Curing Challenges and Advice
Both Gallegos and Mason agree that a main challenge to curing meats in Idaho is the lack of humidity.
“The humidity in Idaho’s climate is very low, and you need to have a certain amount of humidity when you dry this meat, otherwise the outside of the meat gets leathery and crusty and the moisture on the inside can’t get out,” Gallegos said, explaining that the moisture is where bacteria thrives. He said that a humidifier in his drying chamber does the trick.
Said Mason, “I tend to dry everything in the refrigerator where there is more humidity and it dries at a slower rate so the flavors are better developed, but even a cellar would work if it was 45-50 degrees in the winter. You hang it in there for several days until it dries out a bit and the flavor concentrates.”
Their advice to people who want to start curing or smoking meat at home is to research online or invest in a good book, such as “Charcuterie: The Craft of Salting, Smoking, and Curing” by Michael Ruhlman and Brian Polcyn.

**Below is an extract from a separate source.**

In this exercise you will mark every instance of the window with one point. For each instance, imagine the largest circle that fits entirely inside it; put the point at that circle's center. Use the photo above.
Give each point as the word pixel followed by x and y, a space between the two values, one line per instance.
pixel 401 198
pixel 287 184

“I learned to cure through reading, research and trial and error,” said Gallegos, who on occasion butchers and cures whole pigs at home for his personal use. “Pancetta is a pretty easy place to start. There’s no smoking involved and the only equipment needed is two, one-gallon Ziploc bags and a refrigerator. You cure it for a week in the fridge, put more pepper on it, put it back in the fridge uncovered for a few days, and you have pancetta. Boom!”
Pancetta Cure
Enough for half of a pork belly, about 4 to 5 pounds
100 g. kosher salt
100 g. brown sugar
2 teaspoons pink curing salt
30 g. garlic, coarsely chopped
¼ cup crushed black peppercorns
¼ cup crushed juniper berries
20 bay leaves crumbled
1 whole nutmeg berry grated on microplane
30 grams fresh thyme, one large bunch, chopped stems and all
Mix all above ingredients together in medium size mixing bowl. Cut belly in two equal pieces. Place each piece in a one-gallon Ziploc bag, rubbing cure evenly on both sides of belly. Seal. Place on cookie sheet in refrigerator for 10 days, flipping them over after four days, until belly has given up quite a bit of liquid and is firm. After belly is cured, rinse off cure and rub each belly piece with 2 tablespoons of crushed black peppercorns. Place uncovered on sheet pan and place back in refrigerator, flipping over every day, for four days.